Bart blurts out, "Yes, of course! I'd like to take a moment to remind everyone that they can get an avatar if they pay to bob for apples enough times!"

"Isn't that kind of an unfair description, Bart? It doesn't matter how many times Neopians pay you; they just have to lose an Imposter Apple while bobbing for apples with you," I respond, wanting to know more.

"That's not really fair! You can get the avatar by bobbing up an apple too! In fact, where did you think I got all those imposter apples to begin with? You lose some, you win some. The point is, there's an avatar in it for you if you play often enough!" replies Bart.

"Alright. Fair enough. Would you mind if I asked you one or two personal questions before we conclude this interview today?" I ask.

Bart responds, "Go right ahead!"

"What exactly are you hiding under that hat?..." I ask, cautiously, aware of Bart's reluctance to comment on his hat.

"Uh, uh, who wants to know?" Bart asks, trying to evade the question.

"I do, Bart. I just asked you the question right now," I respond, firmly, intent to uncover the mystery behind Bart's hat.

"I don't really want to talk about that, do you have any other..." But before Bart can finish talking, I have worked up enough courage to do the impossible. I reach over and push off his hat before he can react. What happens next is astonishing.

"Nooooo..." cries Bart. As his hat falls to the ground, I am able to see what the Gnorbu has been hiding all this time.

"You're bald!" I exclaim.

"Now you know my dirty secret. I have such a large beard that when my hat is on, people just assume that I have hair. I don't let anyone get near the hat for fear that might guess what was, or in this case, isn't, underneath," replies Bart dismally.

"But Bart! Being bald isn't bad!" I reply, hoping to cheer Bart up. "What do you think the Tiki Tack Man is hiding behind his mask?"

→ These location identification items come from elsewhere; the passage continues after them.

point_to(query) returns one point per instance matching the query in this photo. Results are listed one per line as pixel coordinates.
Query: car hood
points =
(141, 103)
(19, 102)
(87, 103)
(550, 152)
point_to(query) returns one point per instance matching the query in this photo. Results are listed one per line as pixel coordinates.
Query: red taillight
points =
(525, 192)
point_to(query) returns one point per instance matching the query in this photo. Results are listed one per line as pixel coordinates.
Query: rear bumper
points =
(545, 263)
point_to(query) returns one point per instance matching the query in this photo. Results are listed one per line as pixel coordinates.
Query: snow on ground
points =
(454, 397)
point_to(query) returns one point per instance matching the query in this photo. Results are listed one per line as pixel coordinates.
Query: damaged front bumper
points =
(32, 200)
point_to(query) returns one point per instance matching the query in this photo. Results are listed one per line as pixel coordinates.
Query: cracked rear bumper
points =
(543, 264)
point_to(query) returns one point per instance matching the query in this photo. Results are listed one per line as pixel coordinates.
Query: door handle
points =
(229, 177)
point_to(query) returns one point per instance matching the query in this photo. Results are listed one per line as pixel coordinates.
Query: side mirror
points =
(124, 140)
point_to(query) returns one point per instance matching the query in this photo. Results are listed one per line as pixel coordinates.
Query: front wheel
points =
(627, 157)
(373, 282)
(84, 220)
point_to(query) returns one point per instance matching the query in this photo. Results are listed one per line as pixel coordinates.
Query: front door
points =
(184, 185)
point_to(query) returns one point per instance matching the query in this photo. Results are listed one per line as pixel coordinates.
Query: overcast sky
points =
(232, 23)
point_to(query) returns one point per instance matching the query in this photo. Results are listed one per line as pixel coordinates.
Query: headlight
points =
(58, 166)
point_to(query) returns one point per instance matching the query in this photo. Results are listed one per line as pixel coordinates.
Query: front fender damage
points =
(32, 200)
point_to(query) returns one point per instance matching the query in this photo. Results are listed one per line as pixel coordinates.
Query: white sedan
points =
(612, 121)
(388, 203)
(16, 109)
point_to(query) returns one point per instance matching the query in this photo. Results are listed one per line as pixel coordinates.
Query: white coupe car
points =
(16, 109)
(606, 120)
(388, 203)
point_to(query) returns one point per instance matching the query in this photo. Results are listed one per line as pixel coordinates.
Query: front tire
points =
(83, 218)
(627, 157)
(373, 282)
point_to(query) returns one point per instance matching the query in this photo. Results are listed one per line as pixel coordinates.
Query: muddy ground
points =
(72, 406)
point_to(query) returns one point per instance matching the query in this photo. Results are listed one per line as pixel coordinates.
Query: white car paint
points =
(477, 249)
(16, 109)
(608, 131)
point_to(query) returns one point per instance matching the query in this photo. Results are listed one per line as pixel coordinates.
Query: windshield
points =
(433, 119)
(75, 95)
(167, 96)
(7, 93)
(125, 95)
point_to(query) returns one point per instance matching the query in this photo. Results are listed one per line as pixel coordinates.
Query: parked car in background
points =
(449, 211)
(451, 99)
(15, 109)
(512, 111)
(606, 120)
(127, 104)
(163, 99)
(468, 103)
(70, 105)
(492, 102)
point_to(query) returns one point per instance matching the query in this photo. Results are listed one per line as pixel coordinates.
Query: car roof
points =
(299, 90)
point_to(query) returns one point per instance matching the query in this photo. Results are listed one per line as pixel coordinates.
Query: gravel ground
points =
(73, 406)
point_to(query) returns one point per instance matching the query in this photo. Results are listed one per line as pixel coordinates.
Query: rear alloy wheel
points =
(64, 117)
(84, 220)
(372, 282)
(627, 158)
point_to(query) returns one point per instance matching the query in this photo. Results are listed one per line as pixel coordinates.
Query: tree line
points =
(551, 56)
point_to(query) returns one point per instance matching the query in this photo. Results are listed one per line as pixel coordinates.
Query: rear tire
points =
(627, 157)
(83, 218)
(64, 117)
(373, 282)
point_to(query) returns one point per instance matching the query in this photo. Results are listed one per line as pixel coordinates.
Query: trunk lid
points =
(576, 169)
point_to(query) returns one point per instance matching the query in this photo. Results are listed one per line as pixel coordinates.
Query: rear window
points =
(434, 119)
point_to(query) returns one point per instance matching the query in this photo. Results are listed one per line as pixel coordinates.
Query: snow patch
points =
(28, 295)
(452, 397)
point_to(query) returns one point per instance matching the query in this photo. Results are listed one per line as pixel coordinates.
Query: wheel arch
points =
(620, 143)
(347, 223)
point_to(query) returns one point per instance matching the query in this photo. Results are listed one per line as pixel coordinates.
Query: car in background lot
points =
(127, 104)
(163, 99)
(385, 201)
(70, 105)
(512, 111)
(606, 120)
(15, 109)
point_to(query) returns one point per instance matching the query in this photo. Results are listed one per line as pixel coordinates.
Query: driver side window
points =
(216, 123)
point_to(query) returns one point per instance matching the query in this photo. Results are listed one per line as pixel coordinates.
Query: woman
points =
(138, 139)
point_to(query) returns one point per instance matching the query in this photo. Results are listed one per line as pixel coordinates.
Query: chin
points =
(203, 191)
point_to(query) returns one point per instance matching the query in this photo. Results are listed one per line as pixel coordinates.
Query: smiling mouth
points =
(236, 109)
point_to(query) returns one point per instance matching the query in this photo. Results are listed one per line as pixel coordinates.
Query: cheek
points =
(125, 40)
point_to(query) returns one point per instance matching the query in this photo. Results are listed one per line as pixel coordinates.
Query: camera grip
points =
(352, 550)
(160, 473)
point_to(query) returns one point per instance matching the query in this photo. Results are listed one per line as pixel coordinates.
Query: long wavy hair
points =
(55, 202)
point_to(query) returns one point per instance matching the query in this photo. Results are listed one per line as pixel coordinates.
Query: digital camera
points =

"Really?" asks Bart, timidly.

I reply enthusiastically, as it looks like I am bringing Bart around, "Yeah! And what about the Brain Tree? There sure isn't any hair on that guy! Or skin for that matter!"

"Oh wow, you're right! Thank you! So being bald IS okay," replies Bart, clearly feeling better.

"Good! I'm glad you agree! Now let me help you with your hat," I say, bending down to pick up Bart's fallen hat that he had nearly seemed to have forgotten.

"NO! No! Nooo!" yells Bart, uncharacteristically angry, as he bends down to pick up his hat before I can reach it. After hurriedly patting it off and placing it back on his head, he says, "I'm sorry for overreacting there. Even though I now know that being bald is okay, the hat still, uh, means a great deal to me. Yeah! That's right! It's a very special hat and I'd rather not have anybody touch it ever."

Sensing there was something deeper going on about the hat, but not wanting to risk it any further, I back off a little bit and say, "That's perfectly okay! I think we're out of time, though. I'd like to thank you for coming in today to talk to me. I think that a lot of people are really going to sympathize with you once they learn about your secret..."

Before I can finish my line of thought, Bart interrupts, "Secret?!"

"Yeah, about being bald?" I ask.

"Oh yeah, ha, that's right. Being bald. That's my secret..." he responds, looking off into the distance...

And there you have it, folks! That was an interview with none other than the great Vandebart Biggsby himself! I hope you've enjoyed getting to learn a little more about Bart; I know that I did! That's all for now.

If this goes over well, I hope to do many more interviews with some of the underrepresented characters around Neopia!